Бюргерская культура обучения проявлялась, с одной стороны, в комментариях рассказчиков к их историям, а с другой, она нашла впечатляющее воплощение в фигурах менторов. Ментор и то, что он говорит — менторская речь, — становятся неотъемлемыми элементами бюргерского повествования. Многочисленные фигуры менторов, которые изображались в литературе со времен Виланда и Гёте и вплоть до эпохи модерна, образуют сверкающую цепь достойных и красноречивых персонажей, из чьих уст мы слышим изложенные в афористичной форме мысли о том, что следует считать правильным. Юные герои — теперь уже не искатели приключений, а становящиеся на пути к самостоятельной и ответственной новой жизни[198], — встречаясь с менторами, испытывают на себе могущество неотразимого личного примера и волнующей риторики. Личность ментора представляется таким юношам олицетворением их жизненной цели. Само существование ментора доказывает, что эта цель достижима.

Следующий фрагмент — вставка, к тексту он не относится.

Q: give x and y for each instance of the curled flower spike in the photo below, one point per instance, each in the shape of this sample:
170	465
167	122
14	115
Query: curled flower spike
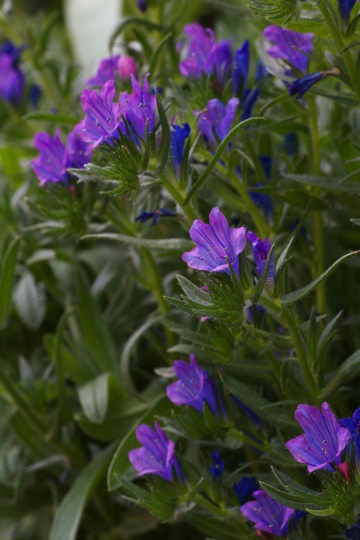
268	515
157	455
194	387
300	86
323	440
217	244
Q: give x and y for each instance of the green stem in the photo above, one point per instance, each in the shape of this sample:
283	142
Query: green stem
251	206
289	323
318	218
337	37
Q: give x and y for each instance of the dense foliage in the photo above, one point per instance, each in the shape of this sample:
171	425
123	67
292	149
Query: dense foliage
179	274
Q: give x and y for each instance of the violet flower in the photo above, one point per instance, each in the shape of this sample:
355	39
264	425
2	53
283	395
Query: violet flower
156	456
353	425
323	440
110	68
12	79
178	134
240	70
55	158
261	250
294	47
138	109
244	488
194	387
217	244
345	8
268	515
217	119
102	121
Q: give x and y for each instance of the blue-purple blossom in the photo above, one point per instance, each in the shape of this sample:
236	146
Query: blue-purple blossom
293	47
323	440
156	215
244	488
217	119
178	134
194	387
102	121
217	244
55	158
353	532
353	425
268	515
260	249
156	456
12	79
217	468
112	67
345	8
138	109
240	71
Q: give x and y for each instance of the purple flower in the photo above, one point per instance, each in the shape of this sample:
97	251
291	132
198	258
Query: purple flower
245	488
138	109
260	252
353	532
345	8
294	47
240	71
12	79
194	387
267	514
199	42
218	465
217	244
102	121
353	425
217	119
55	158
323	440
156	215
156	456
110	68
178	134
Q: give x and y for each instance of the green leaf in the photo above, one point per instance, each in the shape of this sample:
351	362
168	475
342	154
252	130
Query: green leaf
170	244
278	11
68	515
94	397
30	301
7	277
222	146
273	415
349	370
304	291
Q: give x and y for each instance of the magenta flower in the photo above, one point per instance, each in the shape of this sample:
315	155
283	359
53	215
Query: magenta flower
267	514
102	121
156	456
294	47
323	440
55	158
194	388
217	119
12	79
217	244
138	109
261	250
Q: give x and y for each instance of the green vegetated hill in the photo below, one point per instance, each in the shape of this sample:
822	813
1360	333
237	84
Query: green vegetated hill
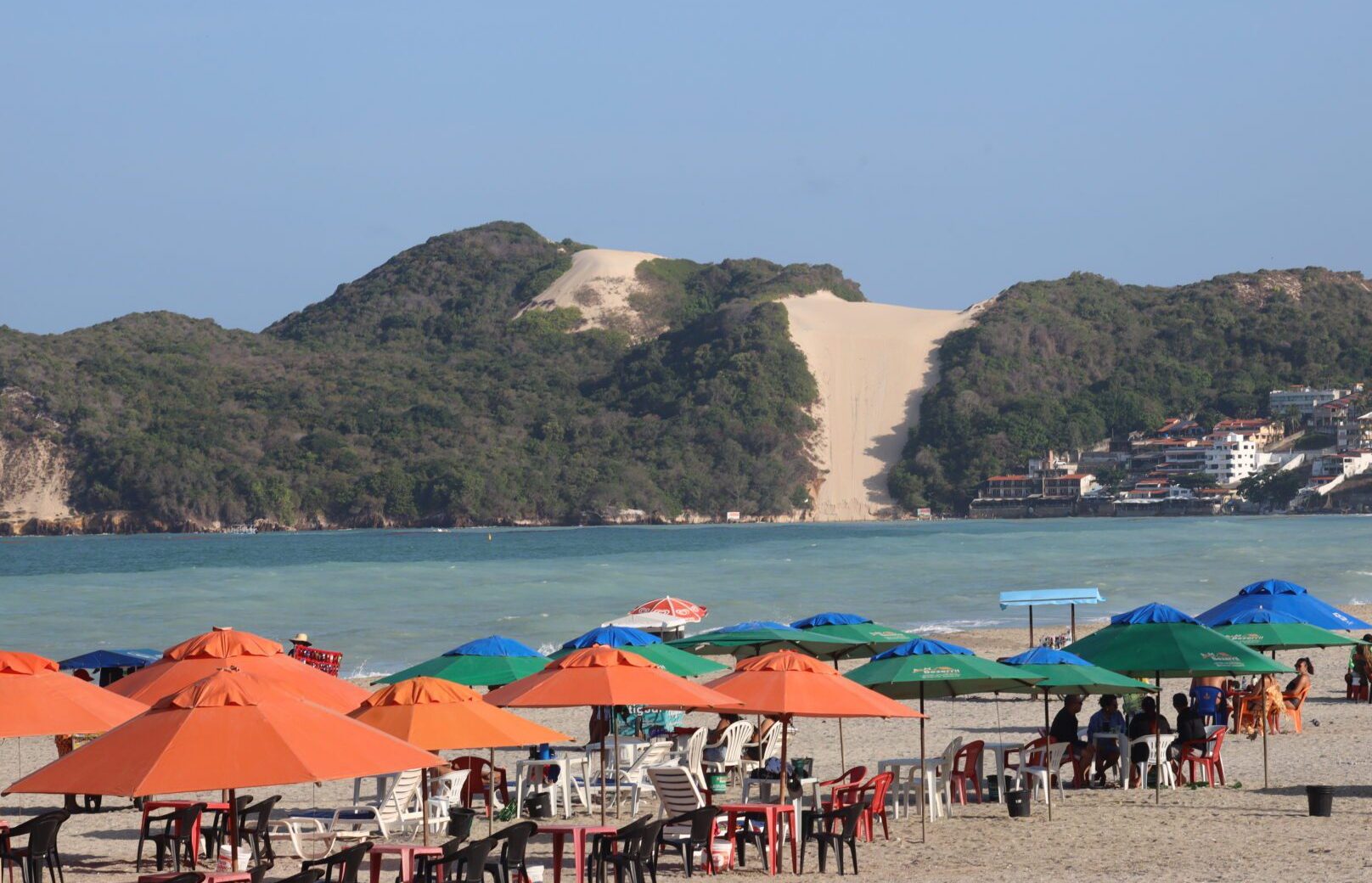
418	395
1069	363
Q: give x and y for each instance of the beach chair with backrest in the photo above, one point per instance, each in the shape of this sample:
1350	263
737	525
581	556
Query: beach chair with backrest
633	779
966	769
768	749
693	753
732	746
1206	756
401	812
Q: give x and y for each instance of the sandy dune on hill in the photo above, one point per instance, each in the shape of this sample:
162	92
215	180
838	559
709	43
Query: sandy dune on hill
600	284
873	363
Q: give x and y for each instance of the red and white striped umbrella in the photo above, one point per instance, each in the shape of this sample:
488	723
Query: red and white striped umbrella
672	606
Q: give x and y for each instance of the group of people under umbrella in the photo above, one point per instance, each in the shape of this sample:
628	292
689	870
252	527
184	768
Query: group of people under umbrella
228	711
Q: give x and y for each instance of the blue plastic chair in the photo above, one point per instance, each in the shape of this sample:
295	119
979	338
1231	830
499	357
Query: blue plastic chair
1209	704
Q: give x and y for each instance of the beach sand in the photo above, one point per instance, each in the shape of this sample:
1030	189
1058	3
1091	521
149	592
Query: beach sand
1236	833
873	363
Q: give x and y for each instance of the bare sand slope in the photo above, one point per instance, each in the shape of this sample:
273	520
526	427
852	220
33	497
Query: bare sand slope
601	284
873	363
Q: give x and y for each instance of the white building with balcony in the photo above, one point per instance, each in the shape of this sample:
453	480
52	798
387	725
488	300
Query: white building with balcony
1231	458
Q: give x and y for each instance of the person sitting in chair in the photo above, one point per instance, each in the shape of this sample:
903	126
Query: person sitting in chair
1065	729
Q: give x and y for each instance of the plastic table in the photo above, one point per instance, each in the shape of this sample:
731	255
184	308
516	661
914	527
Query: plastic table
405	852
149	807
567	767
773	813
579	834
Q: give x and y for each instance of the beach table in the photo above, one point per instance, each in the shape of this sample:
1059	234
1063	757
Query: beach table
1000	751
211	876
530	783
772	813
149	807
405	852
579	835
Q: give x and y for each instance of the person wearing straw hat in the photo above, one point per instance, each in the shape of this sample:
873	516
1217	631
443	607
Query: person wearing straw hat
298	644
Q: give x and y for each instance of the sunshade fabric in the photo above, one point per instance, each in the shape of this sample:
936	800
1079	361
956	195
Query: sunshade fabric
792	684
607	676
1160	640
757	637
111	658
1268	630
483	662
438	715
36	700
1283	597
678	608
202	655
933	668
648	646
1066	673
231	729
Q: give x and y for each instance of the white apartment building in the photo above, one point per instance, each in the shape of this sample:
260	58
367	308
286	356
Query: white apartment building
1231	458
1304	399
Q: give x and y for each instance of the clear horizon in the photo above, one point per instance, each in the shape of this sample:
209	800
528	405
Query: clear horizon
239	163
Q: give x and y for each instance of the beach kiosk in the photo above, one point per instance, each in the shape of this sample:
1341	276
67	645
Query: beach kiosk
1033	597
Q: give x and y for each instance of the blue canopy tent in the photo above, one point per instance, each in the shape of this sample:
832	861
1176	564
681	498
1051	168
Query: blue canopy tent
1287	598
110	664
1033	597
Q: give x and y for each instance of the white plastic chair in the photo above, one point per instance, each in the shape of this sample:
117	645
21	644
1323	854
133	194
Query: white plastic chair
768	747
445	793
1040	775
932	786
1165	767
732	742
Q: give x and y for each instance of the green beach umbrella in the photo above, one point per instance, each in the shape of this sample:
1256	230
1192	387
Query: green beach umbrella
1162	642
863	637
933	668
756	638
1269	630
648	646
483	662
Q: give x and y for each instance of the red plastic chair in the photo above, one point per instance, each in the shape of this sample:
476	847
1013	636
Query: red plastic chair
479	780
841	786
966	767
1205	755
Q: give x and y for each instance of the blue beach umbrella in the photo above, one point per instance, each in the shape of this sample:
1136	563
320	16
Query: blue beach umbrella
1282	597
648	646
111	658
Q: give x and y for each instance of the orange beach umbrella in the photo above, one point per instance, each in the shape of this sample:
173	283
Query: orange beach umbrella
788	684
36	700
231	729
601	675
436	715
202	655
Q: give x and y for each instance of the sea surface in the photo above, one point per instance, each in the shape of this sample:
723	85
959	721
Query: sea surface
390	598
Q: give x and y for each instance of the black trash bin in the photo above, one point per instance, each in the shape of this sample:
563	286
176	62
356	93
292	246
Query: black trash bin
460	822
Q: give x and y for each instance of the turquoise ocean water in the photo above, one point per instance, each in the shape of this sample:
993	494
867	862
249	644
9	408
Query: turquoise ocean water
389	598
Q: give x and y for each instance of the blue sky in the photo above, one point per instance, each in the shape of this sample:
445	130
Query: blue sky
239	160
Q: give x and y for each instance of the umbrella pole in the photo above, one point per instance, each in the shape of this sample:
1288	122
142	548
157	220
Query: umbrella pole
233	833
843	762
924	794
425	797
1046	755
1157	751
1264	724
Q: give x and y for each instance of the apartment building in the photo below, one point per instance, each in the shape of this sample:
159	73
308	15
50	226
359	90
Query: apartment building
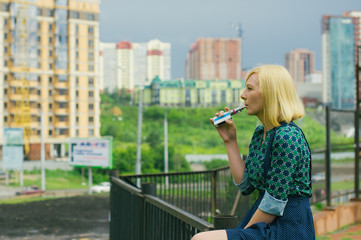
134	64
214	58
49	68
339	42
300	63
192	93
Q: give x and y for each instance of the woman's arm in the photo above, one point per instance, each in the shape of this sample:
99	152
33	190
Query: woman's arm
227	131
260	216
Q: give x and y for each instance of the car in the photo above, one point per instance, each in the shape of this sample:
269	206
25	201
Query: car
30	190
102	187
318	177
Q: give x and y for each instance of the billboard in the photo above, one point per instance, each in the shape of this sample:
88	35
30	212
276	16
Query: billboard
91	152
13	153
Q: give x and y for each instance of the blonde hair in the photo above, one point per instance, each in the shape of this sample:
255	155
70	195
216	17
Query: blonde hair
280	100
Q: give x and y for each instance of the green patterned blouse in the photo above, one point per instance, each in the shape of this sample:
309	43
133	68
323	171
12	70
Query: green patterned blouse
289	171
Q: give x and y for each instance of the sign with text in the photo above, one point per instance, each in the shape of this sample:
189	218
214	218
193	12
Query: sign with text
13	153
91	152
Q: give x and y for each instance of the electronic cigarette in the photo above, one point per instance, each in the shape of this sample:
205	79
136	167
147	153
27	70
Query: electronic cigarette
217	121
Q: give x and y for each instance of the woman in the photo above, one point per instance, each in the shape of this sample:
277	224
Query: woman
278	165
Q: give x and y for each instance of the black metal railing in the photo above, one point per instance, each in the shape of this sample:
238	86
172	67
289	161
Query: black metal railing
139	216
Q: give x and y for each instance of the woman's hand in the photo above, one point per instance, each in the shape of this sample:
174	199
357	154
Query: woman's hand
227	131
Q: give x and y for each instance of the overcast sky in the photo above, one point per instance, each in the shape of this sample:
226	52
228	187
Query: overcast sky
271	28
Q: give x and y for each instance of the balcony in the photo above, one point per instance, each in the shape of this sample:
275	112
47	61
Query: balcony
61	85
15	97
34	98
61	98
61	111
61	124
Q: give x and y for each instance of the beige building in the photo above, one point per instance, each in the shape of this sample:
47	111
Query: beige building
126	64
214	58
50	69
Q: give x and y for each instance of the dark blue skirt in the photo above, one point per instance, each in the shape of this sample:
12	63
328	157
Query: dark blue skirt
296	223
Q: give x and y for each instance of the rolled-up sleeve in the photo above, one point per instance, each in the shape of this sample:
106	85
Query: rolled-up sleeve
272	205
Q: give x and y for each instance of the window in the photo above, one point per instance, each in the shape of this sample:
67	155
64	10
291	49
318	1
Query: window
91	30
76	14
91	16
91	81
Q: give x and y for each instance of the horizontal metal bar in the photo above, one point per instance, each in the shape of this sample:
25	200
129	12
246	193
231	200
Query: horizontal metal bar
179	213
174	174
126	186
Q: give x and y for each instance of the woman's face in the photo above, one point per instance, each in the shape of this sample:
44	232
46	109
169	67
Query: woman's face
252	96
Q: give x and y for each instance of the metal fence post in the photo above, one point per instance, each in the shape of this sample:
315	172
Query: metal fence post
357	125
328	157
214	192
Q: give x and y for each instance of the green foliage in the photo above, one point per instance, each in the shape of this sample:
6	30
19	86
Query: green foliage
189	132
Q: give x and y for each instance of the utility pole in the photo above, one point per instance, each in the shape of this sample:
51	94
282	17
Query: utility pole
166	147
42	153
138	166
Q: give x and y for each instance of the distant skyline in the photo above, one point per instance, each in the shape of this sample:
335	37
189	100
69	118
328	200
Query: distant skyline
270	28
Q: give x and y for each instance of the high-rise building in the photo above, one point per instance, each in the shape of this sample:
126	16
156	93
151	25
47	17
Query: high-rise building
49	67
338	60
214	58
134	63
300	62
108	61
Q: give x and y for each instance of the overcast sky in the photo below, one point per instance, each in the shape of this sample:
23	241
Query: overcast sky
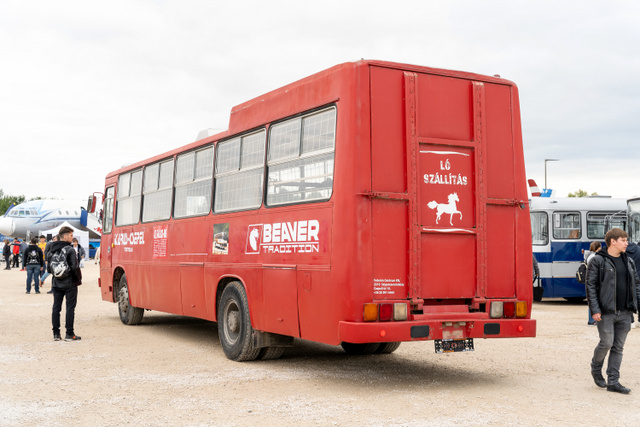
86	87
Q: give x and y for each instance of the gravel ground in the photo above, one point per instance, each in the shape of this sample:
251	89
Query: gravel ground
171	371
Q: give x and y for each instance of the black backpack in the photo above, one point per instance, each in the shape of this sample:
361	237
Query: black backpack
58	265
581	274
33	258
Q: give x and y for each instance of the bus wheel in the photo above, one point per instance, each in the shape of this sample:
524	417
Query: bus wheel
537	293
270	353
387	347
234	324
129	315
366	348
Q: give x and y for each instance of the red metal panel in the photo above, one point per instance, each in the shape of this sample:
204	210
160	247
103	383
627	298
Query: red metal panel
192	290
387	130
445	108
280	300
501	277
390	268
500	163
448	265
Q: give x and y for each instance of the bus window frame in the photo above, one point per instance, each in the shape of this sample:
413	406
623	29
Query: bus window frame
112	198
604	214
546	221
128	196
553	224
176	186
227	173
301	154
171	188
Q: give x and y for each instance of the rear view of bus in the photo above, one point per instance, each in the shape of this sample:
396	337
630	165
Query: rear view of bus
366	205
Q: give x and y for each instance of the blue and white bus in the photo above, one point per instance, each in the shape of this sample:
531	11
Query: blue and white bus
562	230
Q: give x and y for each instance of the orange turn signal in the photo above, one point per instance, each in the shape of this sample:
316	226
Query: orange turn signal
370	312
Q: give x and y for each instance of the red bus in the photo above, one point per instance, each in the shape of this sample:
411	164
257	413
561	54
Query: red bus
365	205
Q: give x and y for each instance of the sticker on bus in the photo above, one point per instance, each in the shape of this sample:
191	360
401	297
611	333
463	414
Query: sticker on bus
283	237
220	239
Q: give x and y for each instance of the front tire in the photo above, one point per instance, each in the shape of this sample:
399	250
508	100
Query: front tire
234	324
129	315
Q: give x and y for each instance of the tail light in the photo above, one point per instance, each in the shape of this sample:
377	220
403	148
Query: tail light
385	312
508	309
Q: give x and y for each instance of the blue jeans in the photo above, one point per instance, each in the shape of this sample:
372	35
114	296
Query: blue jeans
613	330
33	274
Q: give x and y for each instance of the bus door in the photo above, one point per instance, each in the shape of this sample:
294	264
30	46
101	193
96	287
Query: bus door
438	194
106	242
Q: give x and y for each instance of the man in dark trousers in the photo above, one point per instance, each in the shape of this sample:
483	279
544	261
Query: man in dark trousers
66	285
613	291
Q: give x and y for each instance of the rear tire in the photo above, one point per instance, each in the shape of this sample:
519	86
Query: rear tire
129	315
360	349
234	324
387	347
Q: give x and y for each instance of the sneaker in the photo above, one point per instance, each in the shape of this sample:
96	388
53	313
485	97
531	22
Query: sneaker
618	388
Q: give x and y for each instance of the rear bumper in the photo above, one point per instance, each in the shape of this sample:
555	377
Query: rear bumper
424	330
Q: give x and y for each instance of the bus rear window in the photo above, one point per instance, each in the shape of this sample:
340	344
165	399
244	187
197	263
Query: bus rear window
300	159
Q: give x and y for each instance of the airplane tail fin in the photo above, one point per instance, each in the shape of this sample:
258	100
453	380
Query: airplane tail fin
535	191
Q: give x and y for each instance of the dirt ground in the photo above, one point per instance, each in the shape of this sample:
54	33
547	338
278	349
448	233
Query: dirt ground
171	371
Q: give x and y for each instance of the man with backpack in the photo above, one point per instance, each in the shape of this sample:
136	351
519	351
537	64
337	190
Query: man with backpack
32	261
63	266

А его слова будто освещают путь к уже намеченной цели и предостерегают от ложных шагов. Юный адепт (принадлежащий к бюргерскому сословию), ментор и жизненная цель образуют триаду, которая предстает перед нами вновь и вновь, в разных вариациях. Это открывает богатые возможности для разработки драматичных сюжетных ходов: от сопротивления юноши учителю, упрямого неподчинения его советам и обрушения в опасный для жизни кризис (rite de passage[199]) до финального прозрения и достижения цели, в большинстве случаев отмеченного перезвоном свадебных колоколов. Свадьба с подобающей герою невестой — церемониальный символ достигнутого в посюстороннем мире спасения души. К красочным промежуточным эпизодам могут относиться любовные истории с «неправильными» женщинами, контрастные образы опустившихся ровесников главного героя, даже его временное увлечение ложным ментором. Фигура ментора — настоящий миф бюргерской эпохи. Что этот персонаж унаследовал нечто и от сакральной ауры, которая окружала героев во времена безусловной религиозной веры, видно на примере таких переходных фигур, как Зарастро или Натан Мудрый[200]. Образцовым предшественником фигуры ментора — в закрытом христианском пространстве — можно считать отшельника из «Симплициссимуса» Гриммельсгаузена.